I’ll start out by saying that my parents don’t like us to label ourselves. They don’t like us to share them either.
As a child it used to take me at least two hours to fall asleep. Thoughts would race through my head like boxcars. I would repeat what I was excited about the most until my brain would get tired enough to let me rest. Some doctors would call that insomnia, but that’s not what I had.
Since the age of six, I haven’t believed in god. His existence always felt like a fairytale that adults never grew out of. Some people would call this atheism, but that’s not what I have.
For as long as I can remember, I’ve been worried. Every event in my day was cause for panic. I would string them along like paper chains with no rest in between. Some doctors call that anxiety, but that’s not what I have.

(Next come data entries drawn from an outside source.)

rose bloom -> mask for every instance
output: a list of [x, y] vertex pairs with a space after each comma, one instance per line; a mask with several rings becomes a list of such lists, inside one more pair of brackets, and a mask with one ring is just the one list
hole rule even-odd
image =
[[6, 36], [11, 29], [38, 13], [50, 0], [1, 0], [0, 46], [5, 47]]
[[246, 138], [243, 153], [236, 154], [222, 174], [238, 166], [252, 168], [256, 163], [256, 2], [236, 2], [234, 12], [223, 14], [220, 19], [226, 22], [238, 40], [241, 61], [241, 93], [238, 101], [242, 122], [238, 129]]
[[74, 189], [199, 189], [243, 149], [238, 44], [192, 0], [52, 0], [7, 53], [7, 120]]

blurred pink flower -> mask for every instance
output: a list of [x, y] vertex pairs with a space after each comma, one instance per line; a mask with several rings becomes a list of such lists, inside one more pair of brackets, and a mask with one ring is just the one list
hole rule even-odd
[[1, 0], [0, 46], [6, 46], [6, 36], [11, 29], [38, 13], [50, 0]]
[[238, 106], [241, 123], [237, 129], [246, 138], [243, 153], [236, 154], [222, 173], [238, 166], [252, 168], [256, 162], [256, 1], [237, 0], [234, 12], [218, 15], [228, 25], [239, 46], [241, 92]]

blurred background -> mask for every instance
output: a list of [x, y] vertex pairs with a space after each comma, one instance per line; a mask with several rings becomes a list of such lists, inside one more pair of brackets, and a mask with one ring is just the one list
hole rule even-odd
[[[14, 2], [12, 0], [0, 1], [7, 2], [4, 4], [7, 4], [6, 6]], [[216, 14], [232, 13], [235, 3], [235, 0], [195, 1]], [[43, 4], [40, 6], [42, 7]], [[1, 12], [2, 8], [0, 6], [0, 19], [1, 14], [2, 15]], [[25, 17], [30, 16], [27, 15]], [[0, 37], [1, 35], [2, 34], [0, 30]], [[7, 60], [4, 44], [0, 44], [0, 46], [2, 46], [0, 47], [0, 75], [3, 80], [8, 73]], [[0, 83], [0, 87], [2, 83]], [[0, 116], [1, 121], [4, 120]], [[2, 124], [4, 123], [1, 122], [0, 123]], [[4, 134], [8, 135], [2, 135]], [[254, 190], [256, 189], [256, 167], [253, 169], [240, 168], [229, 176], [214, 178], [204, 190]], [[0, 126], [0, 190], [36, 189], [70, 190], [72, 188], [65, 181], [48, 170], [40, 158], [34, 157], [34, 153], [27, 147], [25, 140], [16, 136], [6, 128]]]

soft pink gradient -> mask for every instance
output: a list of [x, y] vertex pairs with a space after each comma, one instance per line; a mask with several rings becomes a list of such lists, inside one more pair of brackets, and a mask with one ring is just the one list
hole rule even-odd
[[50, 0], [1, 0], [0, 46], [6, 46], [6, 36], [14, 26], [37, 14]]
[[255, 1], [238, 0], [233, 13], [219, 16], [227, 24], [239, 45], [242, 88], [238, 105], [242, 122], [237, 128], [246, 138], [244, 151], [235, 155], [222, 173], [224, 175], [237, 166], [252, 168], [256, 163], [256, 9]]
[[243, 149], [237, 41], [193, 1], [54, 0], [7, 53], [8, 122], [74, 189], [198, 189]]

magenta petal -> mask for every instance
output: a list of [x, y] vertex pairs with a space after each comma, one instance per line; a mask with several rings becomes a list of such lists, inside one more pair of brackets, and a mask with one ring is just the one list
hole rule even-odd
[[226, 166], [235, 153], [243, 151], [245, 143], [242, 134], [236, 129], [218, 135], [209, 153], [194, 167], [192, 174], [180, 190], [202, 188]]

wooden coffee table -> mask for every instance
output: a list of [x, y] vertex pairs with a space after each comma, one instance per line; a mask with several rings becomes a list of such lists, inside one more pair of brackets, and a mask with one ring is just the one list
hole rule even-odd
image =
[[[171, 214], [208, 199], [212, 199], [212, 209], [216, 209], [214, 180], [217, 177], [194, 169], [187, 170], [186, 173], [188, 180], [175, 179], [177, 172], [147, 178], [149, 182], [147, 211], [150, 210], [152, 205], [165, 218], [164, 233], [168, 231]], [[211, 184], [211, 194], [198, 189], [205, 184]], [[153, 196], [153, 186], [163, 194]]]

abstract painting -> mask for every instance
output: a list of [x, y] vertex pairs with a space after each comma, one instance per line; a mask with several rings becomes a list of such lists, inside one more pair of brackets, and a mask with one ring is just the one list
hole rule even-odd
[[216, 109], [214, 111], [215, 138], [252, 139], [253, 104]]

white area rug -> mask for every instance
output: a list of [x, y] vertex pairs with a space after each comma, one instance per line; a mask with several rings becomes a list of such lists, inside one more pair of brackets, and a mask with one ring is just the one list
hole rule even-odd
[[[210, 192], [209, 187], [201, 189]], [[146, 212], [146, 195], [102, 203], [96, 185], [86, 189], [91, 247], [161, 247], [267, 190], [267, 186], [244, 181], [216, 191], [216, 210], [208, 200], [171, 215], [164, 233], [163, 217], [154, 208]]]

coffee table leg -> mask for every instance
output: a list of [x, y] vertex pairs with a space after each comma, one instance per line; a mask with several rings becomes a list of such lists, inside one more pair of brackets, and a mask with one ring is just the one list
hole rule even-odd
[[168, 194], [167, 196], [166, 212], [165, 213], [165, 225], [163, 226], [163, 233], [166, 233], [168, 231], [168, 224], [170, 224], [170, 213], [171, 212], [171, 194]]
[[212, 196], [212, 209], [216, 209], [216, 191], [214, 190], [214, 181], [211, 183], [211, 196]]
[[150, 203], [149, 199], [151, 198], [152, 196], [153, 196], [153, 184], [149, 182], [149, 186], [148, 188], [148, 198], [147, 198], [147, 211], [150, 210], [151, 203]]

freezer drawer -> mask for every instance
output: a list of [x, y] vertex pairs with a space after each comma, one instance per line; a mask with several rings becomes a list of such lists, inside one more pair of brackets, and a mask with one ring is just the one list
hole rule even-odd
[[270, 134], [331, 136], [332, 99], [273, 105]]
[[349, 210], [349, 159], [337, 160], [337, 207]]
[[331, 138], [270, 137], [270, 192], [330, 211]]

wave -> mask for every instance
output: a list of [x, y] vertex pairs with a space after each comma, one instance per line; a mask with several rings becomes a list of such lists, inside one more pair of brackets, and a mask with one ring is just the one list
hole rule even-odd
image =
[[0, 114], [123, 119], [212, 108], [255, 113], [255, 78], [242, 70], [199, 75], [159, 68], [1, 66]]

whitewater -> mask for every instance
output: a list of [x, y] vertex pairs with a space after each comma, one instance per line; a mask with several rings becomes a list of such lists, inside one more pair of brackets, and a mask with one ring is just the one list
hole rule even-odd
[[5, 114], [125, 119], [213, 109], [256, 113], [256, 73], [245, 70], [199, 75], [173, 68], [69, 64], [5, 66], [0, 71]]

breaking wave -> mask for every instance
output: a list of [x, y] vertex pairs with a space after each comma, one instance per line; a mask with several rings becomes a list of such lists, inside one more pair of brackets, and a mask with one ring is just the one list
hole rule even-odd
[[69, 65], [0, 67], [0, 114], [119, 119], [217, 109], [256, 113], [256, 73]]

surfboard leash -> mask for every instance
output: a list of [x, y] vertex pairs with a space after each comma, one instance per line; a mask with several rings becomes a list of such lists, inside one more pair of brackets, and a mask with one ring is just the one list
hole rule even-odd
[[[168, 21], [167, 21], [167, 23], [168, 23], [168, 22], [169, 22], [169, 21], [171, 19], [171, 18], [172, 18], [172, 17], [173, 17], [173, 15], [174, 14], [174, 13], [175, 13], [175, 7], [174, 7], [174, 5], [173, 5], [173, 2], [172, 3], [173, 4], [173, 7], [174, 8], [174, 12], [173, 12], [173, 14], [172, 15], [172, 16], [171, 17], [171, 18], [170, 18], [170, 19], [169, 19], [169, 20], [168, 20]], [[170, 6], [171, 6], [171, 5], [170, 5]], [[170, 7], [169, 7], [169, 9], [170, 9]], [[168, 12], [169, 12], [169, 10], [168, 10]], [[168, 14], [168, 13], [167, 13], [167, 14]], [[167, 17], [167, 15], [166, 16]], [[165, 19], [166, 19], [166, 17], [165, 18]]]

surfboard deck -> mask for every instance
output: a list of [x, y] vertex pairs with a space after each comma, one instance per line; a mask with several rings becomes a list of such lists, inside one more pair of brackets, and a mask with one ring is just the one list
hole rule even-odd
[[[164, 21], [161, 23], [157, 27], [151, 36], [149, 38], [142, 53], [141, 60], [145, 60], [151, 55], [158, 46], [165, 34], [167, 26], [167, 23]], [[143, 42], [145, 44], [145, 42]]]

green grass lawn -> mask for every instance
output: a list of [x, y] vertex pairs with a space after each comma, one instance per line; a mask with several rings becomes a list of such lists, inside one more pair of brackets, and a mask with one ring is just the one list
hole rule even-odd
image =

I can’t remember a time when I didn’t pick at my skin. I’ll rip off pieces until my skin gets mad and bleeds red with anger. Some doctors would call that dermatillomania, but that’s not what I have.
Since middle school, I’ve been afraid of germs. I won’t touch my face without washing my hands first which makes it take twice as long to put on makeup. I can’t eat without sanitizing my hands which makes people skeptical to get to know you better. Some doctors would call that germaphobia, but that’s not what I have.
When I was fifteen my throat used to close up every time I thought about death. Sometimes you don’t realize you’re breathing until you’re gasping for air. Some doctors call that a panic attack, but that’s not what I had.
I’ve been on antidepressants for three years in order to calm down my brain from running too many marathons. My heart was never able to catch up. Some doctors might say that this is because I was depressed. But that’s not what I have.
My therapist told me… — ****, I wasn’t supposed to tell you that.
Somebody told me to come here today so that I could be honest to myself and others about the problems that don’t have names. The words that I can’t say out loud.
I’m hoping with this discussion I will someday be able to say that I used to not be able to fall asleep for hours. I used to not believe in god, I used to worry all the time. That I no longer pick at my skin. I’m no longer afraid of germs. My throat used to close up, and I’m no longer on antidepressants.